O Dr. Silvestre, advogado, é procurado por um cliente para patrociná-lo em duas demandas em curso, nas quais o aludido cliente figura como autor. Ao verificar o andamento processual dos feitos, Silvestre observa que o primeiro processo tramita perante a juíza Dra. Isabel, sua tia. Já o segundo processo tramita perante o juiz Dr. Zacarias, que, coincidentemente, é o locador do imóvel onde o Dr. Silvestre reside. Considerando o disposto no Código de Ética e Disciplina da OAB, assinale a afirmativa correta.
- A)O Dr. Silvestre cometerá infração ética se atuar em qualquer dos processos, tendo em vista o grau de parentesco com a primeira magistrada e a existência de relação negocial com o segundo juiz.
Correta: tanto o parentesco com a juíza quanto a relação negocial com o juiz geram vedação ética ao patrocínio.
- B)O Dr.
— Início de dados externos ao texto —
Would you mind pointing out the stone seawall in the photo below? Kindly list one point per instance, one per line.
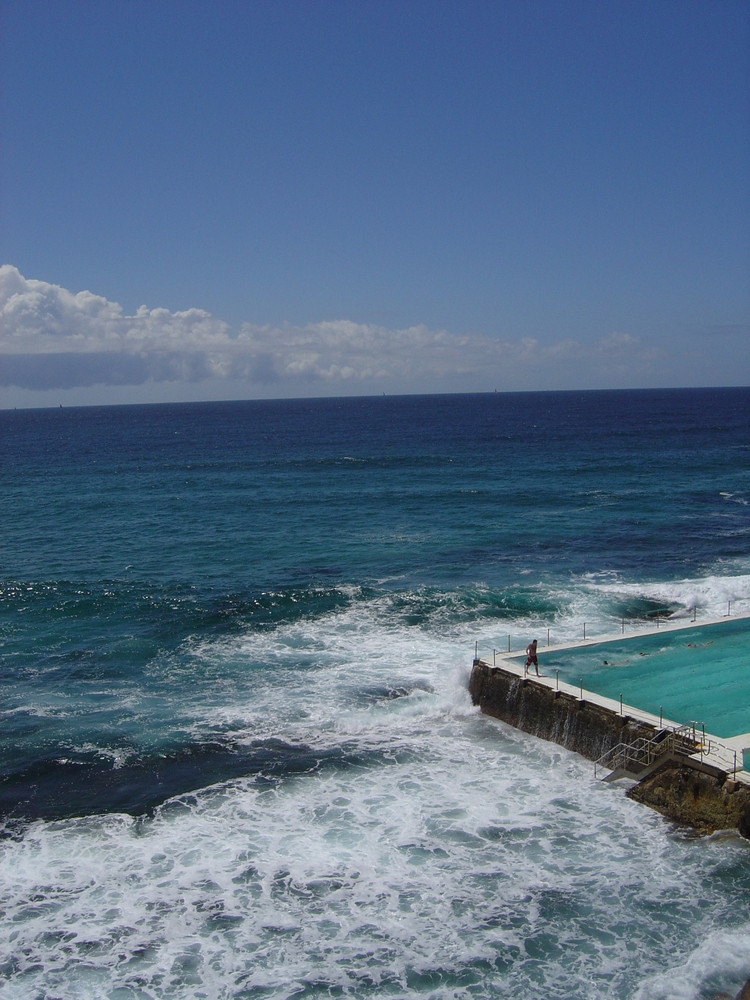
(699, 796)
(581, 726)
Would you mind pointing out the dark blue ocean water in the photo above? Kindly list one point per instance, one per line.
(239, 758)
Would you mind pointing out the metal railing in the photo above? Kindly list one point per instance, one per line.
(641, 753)
(656, 618)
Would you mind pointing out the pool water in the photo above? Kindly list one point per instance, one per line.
(698, 674)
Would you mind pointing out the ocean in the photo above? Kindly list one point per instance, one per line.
(239, 758)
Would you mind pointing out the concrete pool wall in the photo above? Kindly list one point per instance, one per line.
(702, 784)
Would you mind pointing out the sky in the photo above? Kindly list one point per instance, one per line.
(274, 198)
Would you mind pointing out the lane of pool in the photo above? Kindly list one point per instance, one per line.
(700, 673)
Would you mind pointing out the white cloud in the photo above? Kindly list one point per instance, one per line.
(51, 338)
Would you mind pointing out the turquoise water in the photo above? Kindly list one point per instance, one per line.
(239, 759)
(699, 675)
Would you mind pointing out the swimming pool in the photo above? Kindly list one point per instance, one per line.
(697, 674)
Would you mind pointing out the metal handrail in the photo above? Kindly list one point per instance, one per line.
(643, 752)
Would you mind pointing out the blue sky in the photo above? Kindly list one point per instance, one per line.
(330, 197)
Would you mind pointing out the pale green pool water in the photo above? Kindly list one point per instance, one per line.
(699, 674)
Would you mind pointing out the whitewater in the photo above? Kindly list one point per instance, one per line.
(240, 759)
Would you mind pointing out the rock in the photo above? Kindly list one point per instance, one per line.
(707, 802)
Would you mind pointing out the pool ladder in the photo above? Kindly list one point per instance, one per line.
(641, 757)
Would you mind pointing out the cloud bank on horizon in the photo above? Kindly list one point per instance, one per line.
(54, 339)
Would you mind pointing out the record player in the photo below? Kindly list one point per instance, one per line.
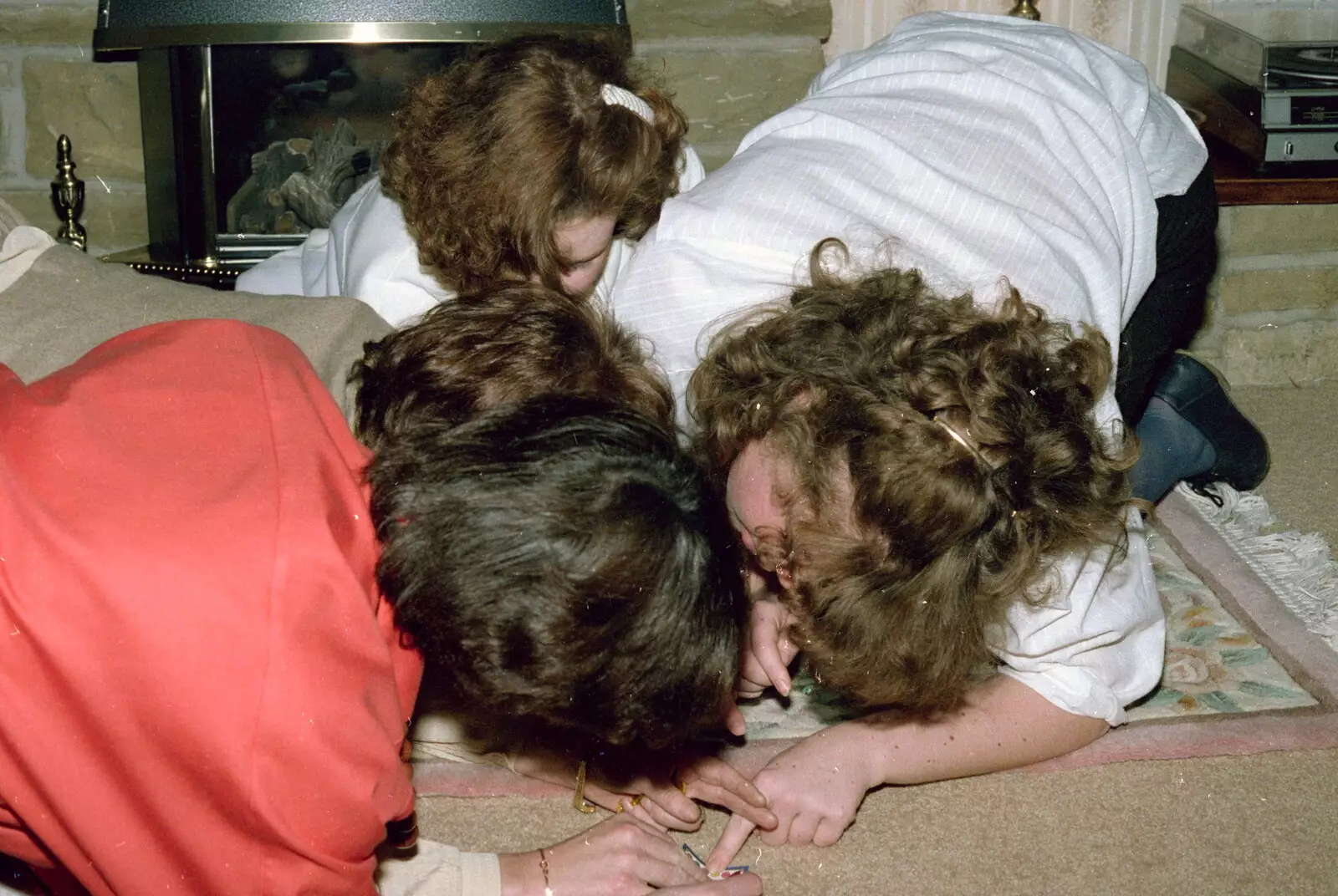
(1264, 80)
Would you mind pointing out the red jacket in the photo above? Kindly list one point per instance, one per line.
(201, 689)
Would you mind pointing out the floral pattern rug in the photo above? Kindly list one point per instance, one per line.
(1214, 665)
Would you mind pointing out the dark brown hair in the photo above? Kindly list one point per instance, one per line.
(906, 541)
(557, 559)
(505, 344)
(497, 151)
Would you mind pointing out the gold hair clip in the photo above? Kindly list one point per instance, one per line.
(960, 439)
(579, 799)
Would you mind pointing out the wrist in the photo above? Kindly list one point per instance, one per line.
(522, 873)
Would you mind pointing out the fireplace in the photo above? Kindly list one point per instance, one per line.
(261, 117)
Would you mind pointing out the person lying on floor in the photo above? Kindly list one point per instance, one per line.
(534, 158)
(217, 626)
(917, 479)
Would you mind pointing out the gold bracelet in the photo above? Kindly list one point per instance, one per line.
(544, 867)
(579, 800)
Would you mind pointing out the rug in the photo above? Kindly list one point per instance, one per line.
(1251, 659)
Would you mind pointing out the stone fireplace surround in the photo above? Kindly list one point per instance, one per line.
(733, 64)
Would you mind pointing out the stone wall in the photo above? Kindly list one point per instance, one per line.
(1273, 314)
(731, 64)
(51, 86)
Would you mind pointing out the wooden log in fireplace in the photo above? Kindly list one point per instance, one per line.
(301, 87)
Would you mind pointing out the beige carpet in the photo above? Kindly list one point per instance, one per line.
(1259, 824)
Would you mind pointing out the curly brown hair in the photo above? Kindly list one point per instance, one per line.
(943, 458)
(497, 151)
(501, 345)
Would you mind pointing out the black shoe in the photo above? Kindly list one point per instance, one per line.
(1199, 395)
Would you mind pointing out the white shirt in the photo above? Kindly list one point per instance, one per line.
(367, 253)
(983, 147)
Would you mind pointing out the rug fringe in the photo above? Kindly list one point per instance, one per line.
(1298, 566)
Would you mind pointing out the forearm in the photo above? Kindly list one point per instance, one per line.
(1003, 725)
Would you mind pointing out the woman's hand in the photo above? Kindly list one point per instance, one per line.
(659, 788)
(740, 886)
(669, 800)
(620, 856)
(814, 788)
(767, 649)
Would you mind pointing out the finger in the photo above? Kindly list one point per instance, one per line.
(666, 820)
(720, 784)
(602, 797)
(739, 886)
(769, 657)
(733, 839)
(830, 831)
(672, 799)
(642, 813)
(662, 863)
(735, 722)
(718, 773)
(802, 829)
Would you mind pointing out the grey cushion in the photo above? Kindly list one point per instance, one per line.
(69, 303)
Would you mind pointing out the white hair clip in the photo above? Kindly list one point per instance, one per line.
(615, 95)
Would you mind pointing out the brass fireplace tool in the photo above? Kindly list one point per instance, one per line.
(1025, 10)
(67, 196)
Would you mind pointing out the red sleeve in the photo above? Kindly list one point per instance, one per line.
(207, 699)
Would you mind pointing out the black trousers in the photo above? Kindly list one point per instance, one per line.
(1171, 312)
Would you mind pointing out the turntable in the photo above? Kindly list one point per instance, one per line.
(1264, 80)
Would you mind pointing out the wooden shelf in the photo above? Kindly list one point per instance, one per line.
(1239, 185)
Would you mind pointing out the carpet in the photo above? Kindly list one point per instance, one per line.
(1251, 659)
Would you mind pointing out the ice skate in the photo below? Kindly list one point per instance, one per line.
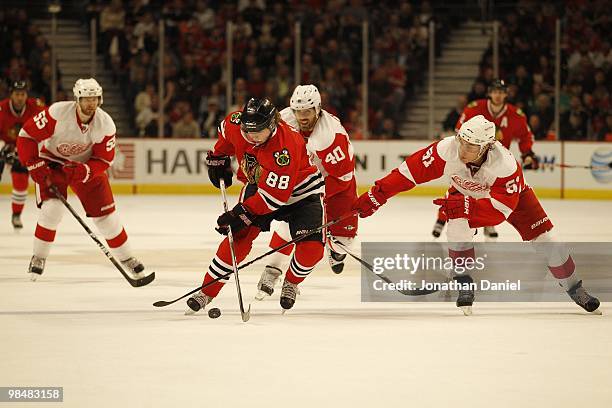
(490, 233)
(197, 302)
(16, 221)
(268, 280)
(465, 299)
(36, 268)
(135, 267)
(336, 260)
(438, 228)
(583, 299)
(288, 295)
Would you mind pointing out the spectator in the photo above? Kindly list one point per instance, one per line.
(605, 133)
(453, 116)
(211, 119)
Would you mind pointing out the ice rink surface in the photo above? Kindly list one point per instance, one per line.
(82, 327)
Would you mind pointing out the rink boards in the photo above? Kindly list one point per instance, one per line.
(161, 166)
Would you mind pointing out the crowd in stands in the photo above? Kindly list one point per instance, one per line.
(527, 60)
(25, 54)
(331, 34)
(263, 60)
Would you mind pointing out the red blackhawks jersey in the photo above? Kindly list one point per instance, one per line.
(511, 123)
(64, 138)
(11, 122)
(330, 149)
(279, 167)
(496, 185)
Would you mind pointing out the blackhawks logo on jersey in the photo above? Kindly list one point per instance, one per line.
(251, 168)
(282, 157)
(235, 118)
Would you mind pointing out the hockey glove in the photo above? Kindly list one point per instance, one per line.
(8, 154)
(369, 202)
(237, 218)
(219, 167)
(76, 172)
(530, 161)
(457, 206)
(39, 171)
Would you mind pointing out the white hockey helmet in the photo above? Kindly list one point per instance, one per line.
(478, 131)
(305, 97)
(87, 87)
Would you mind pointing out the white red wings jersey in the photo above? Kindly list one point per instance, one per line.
(65, 138)
(330, 149)
(510, 123)
(496, 185)
(280, 167)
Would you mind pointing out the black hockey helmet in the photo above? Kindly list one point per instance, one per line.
(257, 115)
(498, 84)
(19, 86)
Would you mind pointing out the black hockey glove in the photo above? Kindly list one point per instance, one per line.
(237, 218)
(8, 154)
(530, 161)
(219, 167)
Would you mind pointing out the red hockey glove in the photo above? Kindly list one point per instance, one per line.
(530, 161)
(237, 218)
(76, 172)
(39, 171)
(457, 206)
(8, 155)
(368, 203)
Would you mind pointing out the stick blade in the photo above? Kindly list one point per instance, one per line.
(246, 315)
(142, 281)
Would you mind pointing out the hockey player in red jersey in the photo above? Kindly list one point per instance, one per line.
(510, 123)
(77, 144)
(487, 188)
(330, 149)
(14, 112)
(279, 184)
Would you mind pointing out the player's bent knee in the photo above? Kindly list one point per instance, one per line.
(309, 252)
(554, 251)
(108, 225)
(51, 214)
(458, 230)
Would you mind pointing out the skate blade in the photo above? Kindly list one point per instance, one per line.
(467, 310)
(190, 312)
(261, 295)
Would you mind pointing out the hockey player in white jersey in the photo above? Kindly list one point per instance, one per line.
(72, 143)
(487, 188)
(330, 149)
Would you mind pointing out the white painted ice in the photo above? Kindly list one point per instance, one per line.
(81, 326)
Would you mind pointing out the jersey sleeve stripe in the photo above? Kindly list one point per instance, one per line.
(221, 129)
(304, 184)
(501, 207)
(347, 176)
(311, 190)
(405, 171)
(23, 133)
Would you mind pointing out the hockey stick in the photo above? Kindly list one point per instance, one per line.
(162, 303)
(134, 282)
(572, 166)
(416, 292)
(245, 315)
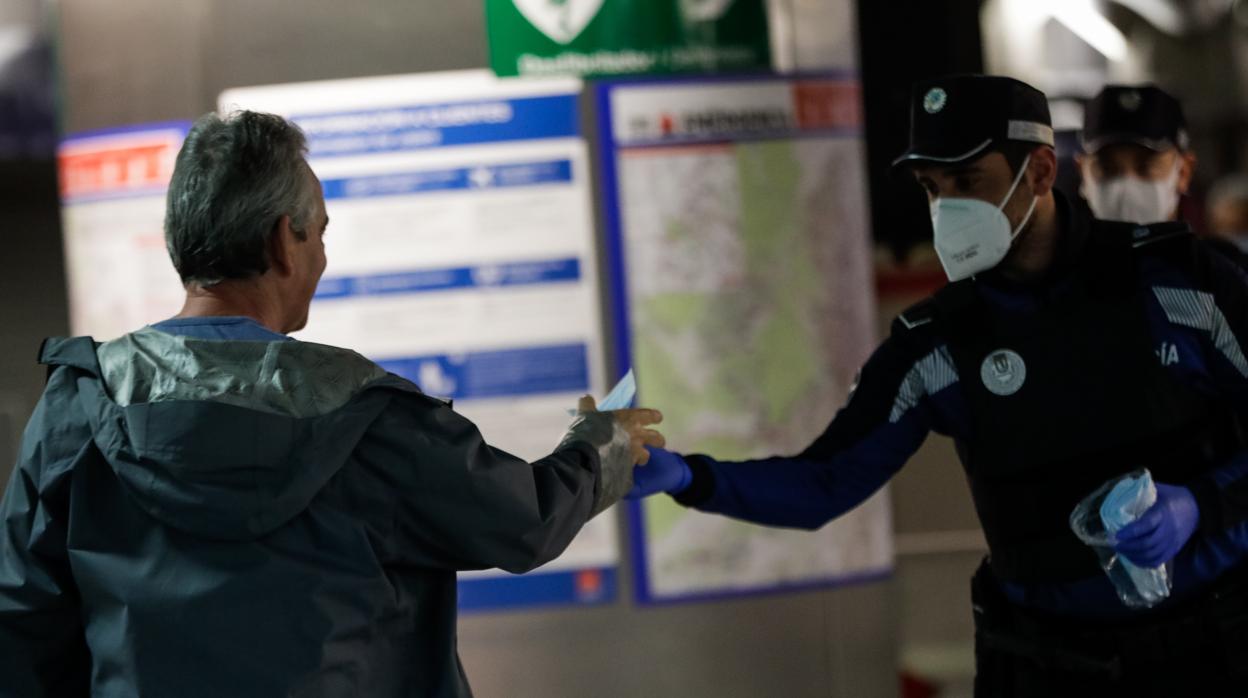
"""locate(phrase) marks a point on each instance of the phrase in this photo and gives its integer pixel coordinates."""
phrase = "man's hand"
(1157, 536)
(665, 472)
(635, 423)
(620, 437)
Silvestre cometerá infração ética apenas se atuar no processo que tramita perante a juíza Dra. Isabel, tendo em vista o grau de parentesco com a magistrada. Quanto ao segundo processo, não há vedação ética ao patrocínio na demanda.
Errada: o parentesco com a magistrada também impede a atuação, então não há vedação apenas em um dos processos.
- C)O Dr. Silvestre cometerá infração ética apenas se atuar no processo que tramita perante o juiz Dr. Zacarias, tendo em vista a existência de relação negocial com o magistrado. Quanto ao primeiro processo, não há vedação ética ao patrocínio na demanda.
Errada: a relação negocial com o juiz também compromete a atuação ética, não sendo o único caso de impedimento.
- D)O Dr. Zacarias não cometerá infração ética se atuar em ambos os feitos, pois as hipóteses de suspeição e impedimento dos juízes versam sobre seu relacionamento com as partes, e não com os advogados.
Errada: as vedações éticas alcançam também a relação do advogado com o magistrado, e não apenas com as partes.
Gabarito: A
A questão cobra a ideia de que o advogado deve preservar a aparência de imparcialidade e não pode atuar quando a sua relação pessoal com o magistrado possa comprometer a confiança no Judiciário. No Código de Ética e Disciplina da OAB, há vedação ao patrocínio quando a situação cria risco ético relevante, como parentesco com a magistrada e vínculo negocial com o juiz, porque isso pode afetar a independência e a isenção esperadas na relação forense. No primeiro processo, a juíza é tia do advogado. Parentesco com magistrado é clássico foco de impedimento ético, justamente para evitar favorecimento, suspeita ou constrangimento institucional. A lógica aqui não é “se vai ganhar”, mas sim “se pode atuar sem comprometer a confiança na Justiça”. No segundo processo, o problema é o juiz ser locador do imóvel onde o advogado mora. Isso gera relação negocial atual entre advogado e magistrado, o que também é incompatível com a atuação profissional naquele feito, por criar vínculo pessoal-econômico indevido. Em provas da FGV, esse tipo de detalhe costuma ser decisivo: não basta não ser parente, basta existir relação que comprometa a independência. Por isso, o gabarito é a alternativa A: o Dr. Silvestre não deve patrocinar nenhum dos dois processos. A banca explora justamente essa leitura ética mais rígida, em que parentesco e relação negocial com juiz são barreiras ao patrocínio.